Olmuyor!
Dün akşamki dokunuşları bir an bile aklımdan çıkmıyordu. Dün onu ve kızları bırakıp eve geçmiştim. Bugün onu göreceğimi düşünüyordum ama garip bir şekilde gelmemişti. Gözlerim onu arıyor tenim onu istiyordu. Kokusunu, dokunuşunu ve gülüşünü hatırladıkça kafayı yiyecektim. Kesin bana büyü yapmıştı. Bir gecede onu bu kadar arzulamak hiç de normal değildi, hemde hiç.
"Ne oldu tatlım?" Anna bankta yanıma oturunca düşünmeyi bırakıp Anna'ya gülümseyerek, "Yok bir şey. Siz çıkın bende eve gideceğim." Dedim. Mabel ile Christina da geldiğinde Anna yanağımı öpüp ayağa kalktı. "Bir şey olursa bizi ara." Deyip gülümsediğinde kafamla onaylayıp, "Uykum kaçarsa ya da ağlamak istersem size haber veririm." Dedim.
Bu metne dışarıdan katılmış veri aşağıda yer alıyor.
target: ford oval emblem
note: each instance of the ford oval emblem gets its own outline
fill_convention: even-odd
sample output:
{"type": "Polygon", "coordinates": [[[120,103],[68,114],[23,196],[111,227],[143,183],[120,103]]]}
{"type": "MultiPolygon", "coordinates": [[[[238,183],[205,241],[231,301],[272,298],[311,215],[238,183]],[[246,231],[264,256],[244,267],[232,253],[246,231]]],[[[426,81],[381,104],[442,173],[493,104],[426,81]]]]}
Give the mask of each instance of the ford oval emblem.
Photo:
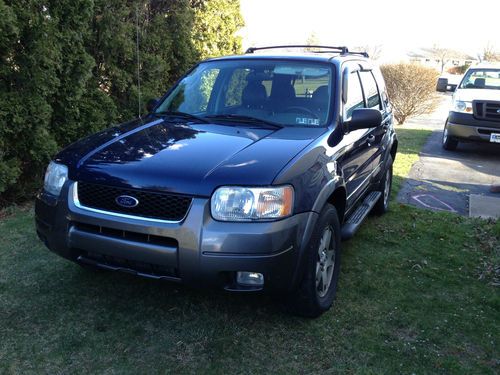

"Bu kadar kafana takma Azra, dayanamaz ve gelir." Mabel konuştuktan sonra yanağımı öpüp geri çekildi. Christina da yanağımı öptüğünde yüzümü buruşturup, Sitemle, "Yah! Haydi gidin. İyiyim ben." Dedim. Kalbimin sıkışmasından başka gayet iyiydim.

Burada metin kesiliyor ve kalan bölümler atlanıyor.